# Remington 870 supper mag



## babin (Dec 18, 2014)

I have a 3-1/2 Remington 870. When I shoot geese with 3-1/2" shells all I can put in is 2 shells. One in chamber an one in magazine. I checked and made sure I have a 3-1/2" plug. Called Remington and said that it was normal. Any one else ever heard of this problem? Cause if I would have known this before I would have bought a different gun.


----------



## hayseed_theology (Dec 18, 2014)

Normally shotgun plugs are plastic, so you should be able to trim a little off of it.  Just trim enough to allow you to load two rounds in the magazine. If yours is not plastic, you can go buy a plastic replacement and do the same thing.


----------



## GregoryB. (Dec 18, 2014)

I have a older one and never had that issue. 2 fit in the magazine tube with no problems.


----------



## ngabowhunter (Dec 18, 2014)

Mine will hold three also. Two in the tube and one in the chamber.


----------



## rhbama3 (Dec 18, 2014)

babin said:


> I have a 3-1/2 Remington 870. When I shoot geese with 3-1/2" shells all I can put in is 2 shells. One in chamber an one in magazine. I checked and made sure I have a 3-1/2" plug. Called Remington and said that it was normal. Any one else ever heard of this problem? Cause if I would have known this before I would have bought a different gun.

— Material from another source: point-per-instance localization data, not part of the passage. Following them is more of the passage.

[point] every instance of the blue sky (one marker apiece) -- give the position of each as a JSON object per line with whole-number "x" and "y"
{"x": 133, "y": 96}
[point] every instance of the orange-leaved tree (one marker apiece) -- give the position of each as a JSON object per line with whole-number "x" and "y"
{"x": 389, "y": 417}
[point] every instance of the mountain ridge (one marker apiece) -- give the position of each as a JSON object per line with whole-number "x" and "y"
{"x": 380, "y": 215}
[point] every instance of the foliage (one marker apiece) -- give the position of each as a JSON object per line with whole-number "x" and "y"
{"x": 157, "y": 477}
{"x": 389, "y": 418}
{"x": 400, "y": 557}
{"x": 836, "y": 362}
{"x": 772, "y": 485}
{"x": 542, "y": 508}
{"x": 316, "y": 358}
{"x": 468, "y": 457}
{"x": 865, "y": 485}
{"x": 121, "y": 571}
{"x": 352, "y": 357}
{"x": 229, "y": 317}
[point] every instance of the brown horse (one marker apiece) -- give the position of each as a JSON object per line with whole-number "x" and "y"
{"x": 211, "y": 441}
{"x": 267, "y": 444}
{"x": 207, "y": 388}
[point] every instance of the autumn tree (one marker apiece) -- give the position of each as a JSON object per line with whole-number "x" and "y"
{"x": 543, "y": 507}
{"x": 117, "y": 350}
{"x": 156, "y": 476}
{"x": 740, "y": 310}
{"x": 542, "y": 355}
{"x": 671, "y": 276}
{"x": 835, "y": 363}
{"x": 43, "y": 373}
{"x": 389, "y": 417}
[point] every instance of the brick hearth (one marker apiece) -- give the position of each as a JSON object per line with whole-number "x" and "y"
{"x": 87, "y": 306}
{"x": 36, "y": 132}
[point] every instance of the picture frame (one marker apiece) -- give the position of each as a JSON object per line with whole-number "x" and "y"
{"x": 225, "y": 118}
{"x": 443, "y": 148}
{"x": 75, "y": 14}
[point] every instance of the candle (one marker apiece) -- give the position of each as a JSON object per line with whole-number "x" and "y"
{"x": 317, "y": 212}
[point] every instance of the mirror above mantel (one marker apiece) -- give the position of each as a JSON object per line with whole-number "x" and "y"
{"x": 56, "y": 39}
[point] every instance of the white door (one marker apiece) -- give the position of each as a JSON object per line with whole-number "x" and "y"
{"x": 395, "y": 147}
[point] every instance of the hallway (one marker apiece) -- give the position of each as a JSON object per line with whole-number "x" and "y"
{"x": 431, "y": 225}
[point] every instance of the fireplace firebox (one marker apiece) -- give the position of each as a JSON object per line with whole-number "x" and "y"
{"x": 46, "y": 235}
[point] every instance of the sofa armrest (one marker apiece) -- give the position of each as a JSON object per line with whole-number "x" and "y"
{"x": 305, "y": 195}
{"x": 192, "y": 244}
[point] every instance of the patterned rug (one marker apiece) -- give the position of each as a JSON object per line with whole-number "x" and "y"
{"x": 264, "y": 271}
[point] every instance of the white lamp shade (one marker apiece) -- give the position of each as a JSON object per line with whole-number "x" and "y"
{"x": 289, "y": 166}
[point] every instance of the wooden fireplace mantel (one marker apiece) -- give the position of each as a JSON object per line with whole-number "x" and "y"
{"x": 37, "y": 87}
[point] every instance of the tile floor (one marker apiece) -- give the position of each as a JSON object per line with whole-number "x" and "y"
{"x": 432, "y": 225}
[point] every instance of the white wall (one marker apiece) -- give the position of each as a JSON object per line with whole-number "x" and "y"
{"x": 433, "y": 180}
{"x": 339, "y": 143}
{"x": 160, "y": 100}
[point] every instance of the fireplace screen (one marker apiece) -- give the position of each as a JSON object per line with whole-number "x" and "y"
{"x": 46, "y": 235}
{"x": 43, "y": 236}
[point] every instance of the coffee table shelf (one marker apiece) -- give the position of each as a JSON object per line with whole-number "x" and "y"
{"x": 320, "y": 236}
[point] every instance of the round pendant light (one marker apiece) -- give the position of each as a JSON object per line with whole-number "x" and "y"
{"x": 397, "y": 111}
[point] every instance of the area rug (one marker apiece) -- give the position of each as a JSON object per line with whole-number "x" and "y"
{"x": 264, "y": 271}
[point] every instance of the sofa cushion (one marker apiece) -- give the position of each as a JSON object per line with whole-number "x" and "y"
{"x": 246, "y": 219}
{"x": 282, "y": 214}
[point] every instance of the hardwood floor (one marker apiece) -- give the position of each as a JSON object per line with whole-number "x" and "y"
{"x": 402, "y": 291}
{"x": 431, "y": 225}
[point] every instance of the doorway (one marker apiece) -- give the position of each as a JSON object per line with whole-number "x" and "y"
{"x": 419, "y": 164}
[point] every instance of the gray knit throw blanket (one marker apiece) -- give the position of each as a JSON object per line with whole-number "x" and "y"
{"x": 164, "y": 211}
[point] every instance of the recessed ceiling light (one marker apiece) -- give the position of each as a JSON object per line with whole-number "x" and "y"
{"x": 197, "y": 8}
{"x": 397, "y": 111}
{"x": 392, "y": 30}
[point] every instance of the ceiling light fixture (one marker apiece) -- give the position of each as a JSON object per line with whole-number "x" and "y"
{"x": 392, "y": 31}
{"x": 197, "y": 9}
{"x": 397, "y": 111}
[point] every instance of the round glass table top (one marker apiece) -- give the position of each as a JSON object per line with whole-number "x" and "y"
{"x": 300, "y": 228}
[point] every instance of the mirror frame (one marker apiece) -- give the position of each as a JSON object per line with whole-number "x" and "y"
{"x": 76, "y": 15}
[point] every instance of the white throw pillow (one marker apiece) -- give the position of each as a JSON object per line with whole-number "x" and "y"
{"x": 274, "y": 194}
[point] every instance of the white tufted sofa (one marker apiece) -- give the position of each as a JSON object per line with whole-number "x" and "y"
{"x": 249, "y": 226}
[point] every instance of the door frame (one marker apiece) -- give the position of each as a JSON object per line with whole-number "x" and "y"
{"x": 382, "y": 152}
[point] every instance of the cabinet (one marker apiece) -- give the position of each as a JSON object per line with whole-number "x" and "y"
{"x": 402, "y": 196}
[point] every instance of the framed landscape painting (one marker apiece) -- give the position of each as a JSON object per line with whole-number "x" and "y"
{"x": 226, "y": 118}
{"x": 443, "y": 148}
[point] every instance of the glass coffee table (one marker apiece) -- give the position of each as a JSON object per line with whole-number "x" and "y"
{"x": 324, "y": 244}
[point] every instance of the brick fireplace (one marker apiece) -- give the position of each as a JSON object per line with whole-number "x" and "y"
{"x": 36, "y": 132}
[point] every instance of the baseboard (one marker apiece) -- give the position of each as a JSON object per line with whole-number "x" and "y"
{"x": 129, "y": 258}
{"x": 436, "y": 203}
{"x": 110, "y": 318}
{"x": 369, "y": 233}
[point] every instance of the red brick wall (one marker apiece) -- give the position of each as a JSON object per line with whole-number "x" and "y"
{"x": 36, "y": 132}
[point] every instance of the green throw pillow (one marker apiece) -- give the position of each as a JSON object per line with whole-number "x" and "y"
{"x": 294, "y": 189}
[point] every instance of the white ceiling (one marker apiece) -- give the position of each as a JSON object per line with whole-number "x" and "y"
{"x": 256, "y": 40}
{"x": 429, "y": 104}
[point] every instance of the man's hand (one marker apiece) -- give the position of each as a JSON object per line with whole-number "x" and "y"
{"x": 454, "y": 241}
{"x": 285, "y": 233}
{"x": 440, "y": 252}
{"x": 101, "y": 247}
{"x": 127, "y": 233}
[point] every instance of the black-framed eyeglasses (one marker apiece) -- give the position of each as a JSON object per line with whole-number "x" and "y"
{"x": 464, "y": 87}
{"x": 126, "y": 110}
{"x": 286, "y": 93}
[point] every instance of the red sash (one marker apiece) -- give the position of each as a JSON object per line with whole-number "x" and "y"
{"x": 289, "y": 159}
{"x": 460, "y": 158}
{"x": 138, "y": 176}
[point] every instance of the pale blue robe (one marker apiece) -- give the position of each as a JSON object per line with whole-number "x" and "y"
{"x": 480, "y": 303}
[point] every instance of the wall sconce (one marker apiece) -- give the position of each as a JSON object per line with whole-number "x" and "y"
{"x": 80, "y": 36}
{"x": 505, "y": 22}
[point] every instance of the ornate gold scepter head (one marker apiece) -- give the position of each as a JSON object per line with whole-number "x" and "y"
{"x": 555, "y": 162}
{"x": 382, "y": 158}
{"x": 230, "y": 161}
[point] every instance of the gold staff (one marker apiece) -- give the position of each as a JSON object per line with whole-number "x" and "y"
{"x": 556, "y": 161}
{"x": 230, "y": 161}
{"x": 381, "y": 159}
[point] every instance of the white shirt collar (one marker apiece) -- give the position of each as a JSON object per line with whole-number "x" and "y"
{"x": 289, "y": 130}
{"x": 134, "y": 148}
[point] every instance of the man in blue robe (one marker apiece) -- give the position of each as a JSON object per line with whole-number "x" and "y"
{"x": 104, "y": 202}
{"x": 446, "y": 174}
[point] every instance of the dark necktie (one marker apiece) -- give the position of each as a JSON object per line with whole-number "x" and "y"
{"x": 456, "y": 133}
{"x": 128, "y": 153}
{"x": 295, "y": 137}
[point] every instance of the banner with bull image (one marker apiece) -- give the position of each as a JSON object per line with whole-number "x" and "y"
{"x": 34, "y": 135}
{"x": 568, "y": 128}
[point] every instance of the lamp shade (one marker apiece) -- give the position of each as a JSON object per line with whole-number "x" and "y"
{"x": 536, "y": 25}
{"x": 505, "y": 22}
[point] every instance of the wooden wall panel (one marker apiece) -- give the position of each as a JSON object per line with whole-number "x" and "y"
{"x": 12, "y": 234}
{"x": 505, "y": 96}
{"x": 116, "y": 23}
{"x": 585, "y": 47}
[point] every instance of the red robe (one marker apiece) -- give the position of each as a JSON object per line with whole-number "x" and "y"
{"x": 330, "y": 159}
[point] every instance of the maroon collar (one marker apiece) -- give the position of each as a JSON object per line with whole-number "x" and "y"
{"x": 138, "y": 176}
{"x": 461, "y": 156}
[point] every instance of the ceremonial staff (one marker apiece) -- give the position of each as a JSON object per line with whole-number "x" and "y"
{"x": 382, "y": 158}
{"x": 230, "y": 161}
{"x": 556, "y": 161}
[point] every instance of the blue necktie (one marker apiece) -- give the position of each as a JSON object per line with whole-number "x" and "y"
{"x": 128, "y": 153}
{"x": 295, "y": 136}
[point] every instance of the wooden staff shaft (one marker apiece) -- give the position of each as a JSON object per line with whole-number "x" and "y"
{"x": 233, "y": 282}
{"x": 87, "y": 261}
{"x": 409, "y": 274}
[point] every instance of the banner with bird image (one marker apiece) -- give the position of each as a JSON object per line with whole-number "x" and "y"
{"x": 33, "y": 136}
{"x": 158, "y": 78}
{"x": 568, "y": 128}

Take the magazine spring retainer cap off and remove your plug. The 870 supermag should hold 3 3 1/2 shells with no plug. If yours will hold 3 shells after removing the plug, then the length of the plug is the problem.


----------



## chase870 (Dec 18, 2014)

A cheap plastic ballpoint pen from the bank should fix your problem use it as a plug. Its the right length and works in a jam. The problem is the plug and not your gun.


----------



## roperdoc (Dec 18, 2014)

Just don't shorten it enough to hold three 3" or 2 3/4" shells in the magazine


----------



## nickdh4594 (Dec 19, 2014)

Lost the plug in my mossberg 835 and i just cut a piece of wire coat hanger long enough to only allow two in the mag. Then i wrapped the whole thing in electrical tape to prevent rattleing sounds


----------



## The Longhunter (Dec 22, 2014)

roperdoc said:


> Just don't shorten it enough to hold three 3" or 2 3/4" shells in the magazine



Yep.

I've been with folks who received tickets for this.  Seen them argue till they were blue in the face, but they still got a gigged.


----------



## bfriendly (Jan 6, 2015)

I just used a strong plastic hanger and cut a few pieces off the lower part. 
It is a fine line, but I was able to make a size that will hold 2 3.5's but NOT 3 2.75s....Play with it a little, you will know your gun better too


----------



## ted_BSR (Jan 6, 2015)

You could always use a stick. It is adjustable!


----------